Under eighteenth-century international law, a warship had to display its nation’s flag while it attacked another ship. Otherwise, the captain and crew were liable to be hanged as pirates. However, a ship could display any flag right up until the moment it started to attack. That meant an armed ship often sailed with the flags of multiple nations on board, hoisting one after another as it approached another vessel depending on what its captain suspected about the other’s real identity. Meanwhile, the other captain was doing the same, trying to guess whether the first ship’s flag was genuine. It was a giant game of rock-paper-scissors on the high seas, with cannon.
The tactic of flying another nation’s colors to get close to an enemy ship was called a “false flag.” In modern espionage, that’s become the term for any operation that one group carries out to look like another group is responsible. For example, NBC correspondent Richard Engel recently stated that while he thought he’d been held in Syria by a Shiite militia, his captors were actually their Sunni enemies.
“False Flag” is also the title of the latest episode of Turn: Washington’s Spies, and it’s appropriate for the amount of double-dealing that different characters engage in. Stephen Root makes a welcome return as the Continental spymaster Nathaniel Sackett, now with a workshop full of espionage tools and trainees, but he’s actually one of the most straightforward characters.
In contrast, Maj. Benjamin Tallmadge (Seth Numrich) sets out to trick the treacherous Gen. Charles Lee into betraying himself to Washington (Ian Kahn) by exploiting two other generals and an invention of Thomas Jefferson. (In the Turn continuity, by 1777 Thomas Jefferson has invented a machine to copy letters; in real life, Jefferson bought his first machine to do that in 1804.) That false-flag operation does not end well for Tallmadge as the chief target of his revelation turns out to be playing the game of false fronts at a much higher level.
Meanwhile, in Setauket, Long Island, Judge Richard Woodhull (Kevin R. McNally) figures out that his son Abraham (Jamie Bell) is up to something secret on his trips to New York City. Maj. Richard Hewlett (Burn Gorman) reveals to the judge that his son is trying to infiltrate the Sons of Liberty. So now the judge knows that Abe has promised the major to spy for the British, and Abe doesn’t know his father knows, but neither the judge nor the major knows that Abe’s really spying for Washington.
In Philadelphia, Maj. John Andre (JJ Feild) paints theatrical sets, just as the historical Andre did, and constructs his latest front by pressuring Peggy Shippen (Ksenia Solo) into opening a correspondence with her old acquaintance Gen. Benedict Arnold. We also get to see Arnold (Owain Yeoman) snap at Washington that the Continental Congress was too late and too stingy in promoting him to major general. Such disrespect and resentment suggest that this version of Arnold is on a faster track to breaking with the Continentals than the real one, who didn’t defect until 1780.

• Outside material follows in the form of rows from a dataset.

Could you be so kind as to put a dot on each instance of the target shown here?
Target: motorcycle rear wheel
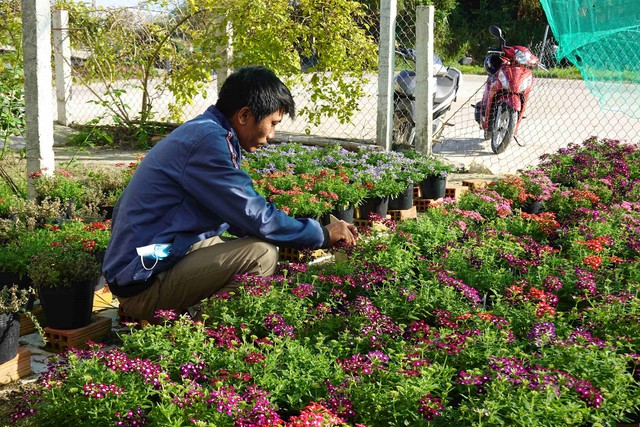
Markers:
(505, 119)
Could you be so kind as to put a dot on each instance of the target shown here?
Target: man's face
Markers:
(252, 134)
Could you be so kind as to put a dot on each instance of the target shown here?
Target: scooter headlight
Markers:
(503, 79)
(525, 84)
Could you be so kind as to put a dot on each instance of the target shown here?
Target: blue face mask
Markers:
(156, 251)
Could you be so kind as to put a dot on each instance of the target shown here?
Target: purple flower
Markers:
(304, 290)
(429, 407)
(542, 333)
(276, 324)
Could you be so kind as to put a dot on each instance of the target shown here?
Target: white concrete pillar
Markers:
(386, 70)
(62, 55)
(424, 81)
(36, 40)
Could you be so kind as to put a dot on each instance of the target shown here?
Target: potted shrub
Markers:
(61, 185)
(345, 194)
(65, 274)
(18, 246)
(433, 172)
(13, 303)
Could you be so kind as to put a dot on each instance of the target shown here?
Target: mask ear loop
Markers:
(145, 267)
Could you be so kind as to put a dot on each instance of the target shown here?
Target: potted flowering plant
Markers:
(61, 185)
(66, 269)
(527, 191)
(337, 182)
(433, 172)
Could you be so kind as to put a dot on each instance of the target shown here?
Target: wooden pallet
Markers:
(16, 368)
(403, 214)
(61, 339)
(26, 325)
(476, 182)
(422, 205)
(455, 192)
(102, 299)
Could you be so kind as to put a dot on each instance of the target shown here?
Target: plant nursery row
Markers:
(483, 311)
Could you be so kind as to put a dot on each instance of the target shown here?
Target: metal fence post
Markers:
(424, 82)
(384, 122)
(36, 40)
(62, 54)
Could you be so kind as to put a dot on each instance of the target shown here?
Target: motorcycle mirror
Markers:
(495, 31)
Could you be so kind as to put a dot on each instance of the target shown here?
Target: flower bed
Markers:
(476, 313)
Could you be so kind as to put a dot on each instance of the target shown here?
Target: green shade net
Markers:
(602, 39)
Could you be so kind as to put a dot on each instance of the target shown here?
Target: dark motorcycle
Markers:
(446, 82)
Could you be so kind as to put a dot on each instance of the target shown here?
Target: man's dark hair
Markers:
(257, 88)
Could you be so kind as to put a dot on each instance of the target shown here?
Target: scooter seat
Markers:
(446, 87)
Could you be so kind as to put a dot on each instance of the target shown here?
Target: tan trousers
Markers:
(207, 269)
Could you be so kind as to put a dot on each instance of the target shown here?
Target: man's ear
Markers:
(243, 115)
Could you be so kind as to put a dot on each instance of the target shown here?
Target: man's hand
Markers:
(342, 231)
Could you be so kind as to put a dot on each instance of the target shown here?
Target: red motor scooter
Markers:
(506, 92)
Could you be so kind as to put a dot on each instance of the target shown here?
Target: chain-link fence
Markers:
(560, 110)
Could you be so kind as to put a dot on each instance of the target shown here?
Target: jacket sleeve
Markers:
(213, 177)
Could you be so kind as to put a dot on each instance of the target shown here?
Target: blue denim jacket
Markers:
(190, 187)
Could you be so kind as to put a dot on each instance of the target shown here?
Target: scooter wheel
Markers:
(504, 125)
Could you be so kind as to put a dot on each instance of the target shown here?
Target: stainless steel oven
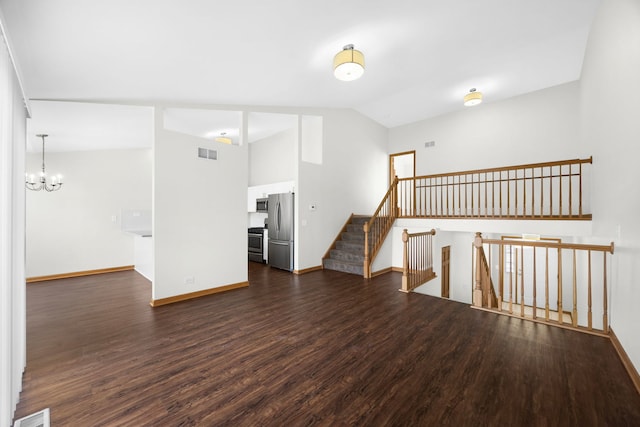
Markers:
(256, 242)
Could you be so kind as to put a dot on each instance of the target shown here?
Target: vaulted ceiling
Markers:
(421, 56)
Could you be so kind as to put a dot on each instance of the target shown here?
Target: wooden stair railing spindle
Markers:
(417, 259)
(522, 269)
(434, 196)
(477, 291)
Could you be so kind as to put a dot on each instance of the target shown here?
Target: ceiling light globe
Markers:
(348, 64)
(472, 98)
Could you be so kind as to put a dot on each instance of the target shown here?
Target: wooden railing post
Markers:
(366, 266)
(405, 261)
(477, 291)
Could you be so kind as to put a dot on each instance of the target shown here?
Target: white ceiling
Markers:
(421, 56)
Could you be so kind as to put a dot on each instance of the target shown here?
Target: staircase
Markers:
(347, 252)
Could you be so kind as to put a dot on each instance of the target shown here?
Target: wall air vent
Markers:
(37, 419)
(204, 153)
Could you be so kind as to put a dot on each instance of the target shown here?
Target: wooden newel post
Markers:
(366, 267)
(405, 261)
(477, 290)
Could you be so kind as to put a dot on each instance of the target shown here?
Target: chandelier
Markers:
(41, 182)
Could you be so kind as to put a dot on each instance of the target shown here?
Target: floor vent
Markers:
(38, 419)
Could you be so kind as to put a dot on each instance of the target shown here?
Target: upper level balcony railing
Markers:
(552, 190)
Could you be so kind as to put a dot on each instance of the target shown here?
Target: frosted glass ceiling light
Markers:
(224, 139)
(472, 98)
(348, 64)
(41, 182)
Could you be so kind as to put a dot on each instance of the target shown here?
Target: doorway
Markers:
(444, 281)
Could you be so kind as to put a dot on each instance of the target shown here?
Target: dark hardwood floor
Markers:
(326, 348)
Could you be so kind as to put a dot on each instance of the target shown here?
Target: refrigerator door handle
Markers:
(278, 215)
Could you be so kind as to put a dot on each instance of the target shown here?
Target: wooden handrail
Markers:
(544, 270)
(549, 190)
(510, 168)
(543, 244)
(417, 259)
(379, 225)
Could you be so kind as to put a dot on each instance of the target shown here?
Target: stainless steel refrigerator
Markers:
(280, 226)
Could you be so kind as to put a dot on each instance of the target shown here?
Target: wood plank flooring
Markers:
(326, 349)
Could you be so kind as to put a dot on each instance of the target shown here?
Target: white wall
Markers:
(72, 229)
(610, 111)
(515, 131)
(12, 226)
(537, 127)
(274, 159)
(199, 209)
(351, 179)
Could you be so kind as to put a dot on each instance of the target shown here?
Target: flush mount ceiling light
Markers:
(348, 64)
(42, 183)
(472, 98)
(224, 139)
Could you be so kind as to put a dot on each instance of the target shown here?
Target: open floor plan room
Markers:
(325, 348)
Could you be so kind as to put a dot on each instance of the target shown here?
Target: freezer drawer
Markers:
(281, 254)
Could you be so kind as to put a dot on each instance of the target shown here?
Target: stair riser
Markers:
(357, 237)
(357, 228)
(331, 264)
(350, 246)
(347, 256)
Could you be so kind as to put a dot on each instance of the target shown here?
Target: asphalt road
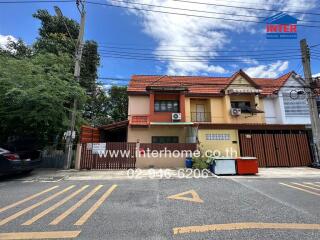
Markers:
(213, 208)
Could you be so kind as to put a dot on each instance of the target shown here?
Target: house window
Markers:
(295, 107)
(166, 106)
(217, 136)
(165, 139)
(245, 106)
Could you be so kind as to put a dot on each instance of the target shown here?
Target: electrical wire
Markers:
(36, 1)
(189, 15)
(247, 8)
(196, 56)
(199, 11)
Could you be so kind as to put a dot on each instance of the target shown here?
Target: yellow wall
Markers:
(145, 134)
(220, 145)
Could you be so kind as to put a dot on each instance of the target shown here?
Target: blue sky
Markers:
(169, 37)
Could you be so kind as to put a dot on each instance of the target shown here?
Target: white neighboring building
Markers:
(286, 106)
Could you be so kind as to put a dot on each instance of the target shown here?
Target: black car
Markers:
(11, 162)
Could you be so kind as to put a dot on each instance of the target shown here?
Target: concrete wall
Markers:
(144, 135)
(160, 162)
(220, 145)
(275, 110)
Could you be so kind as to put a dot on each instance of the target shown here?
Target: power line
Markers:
(177, 49)
(135, 57)
(240, 7)
(199, 11)
(127, 80)
(36, 1)
(189, 15)
(197, 55)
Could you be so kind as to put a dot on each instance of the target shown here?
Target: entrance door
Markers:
(200, 113)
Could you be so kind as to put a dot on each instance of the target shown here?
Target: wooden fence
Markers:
(118, 155)
(277, 150)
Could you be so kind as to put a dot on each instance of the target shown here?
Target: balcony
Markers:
(140, 120)
(200, 116)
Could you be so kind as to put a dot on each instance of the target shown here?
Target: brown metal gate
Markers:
(277, 150)
(118, 155)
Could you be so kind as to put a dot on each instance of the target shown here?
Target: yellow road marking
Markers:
(55, 206)
(303, 185)
(39, 235)
(18, 214)
(313, 184)
(242, 226)
(26, 199)
(95, 206)
(301, 189)
(182, 196)
(74, 207)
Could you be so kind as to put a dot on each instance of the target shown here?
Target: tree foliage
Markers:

One welcome deviation from recorded history is how much respect Turn grants to its characters of African ancestry. Sackett refers to Andre’s enslaved servant Abigail (Idara Victor) as a “355,” the Culper Ring’s code for a “lady”—a term with a narrow, class-based meaning in the eighteenth century. Capt. John Simcoe (Samuel Roukin) manumits another slave, Jordan (Aldis Hodge), and makes him second-in-command of the Queen’s Rangers. The British-American caste system of the 1700s did not condone such treatment.
The show’s most eccentric performance still comes from Angus Macfadyen as Maj. Robert Rogers, now on a secret mission for His Majesty. Macfadyen is once again sporting a Scottish bonnet and scruff of beard. He’s also once again acting like a badass, slugging his way through the troops of his own army. Given how he treats his allies, what might Rogers do to Caleb Brewster (Daniel Henshall) as they compete for a bust that contains a sensitive royal document? And will Brewster ever get a plot of his own, as opposed to being an instrument of other characters’ plans?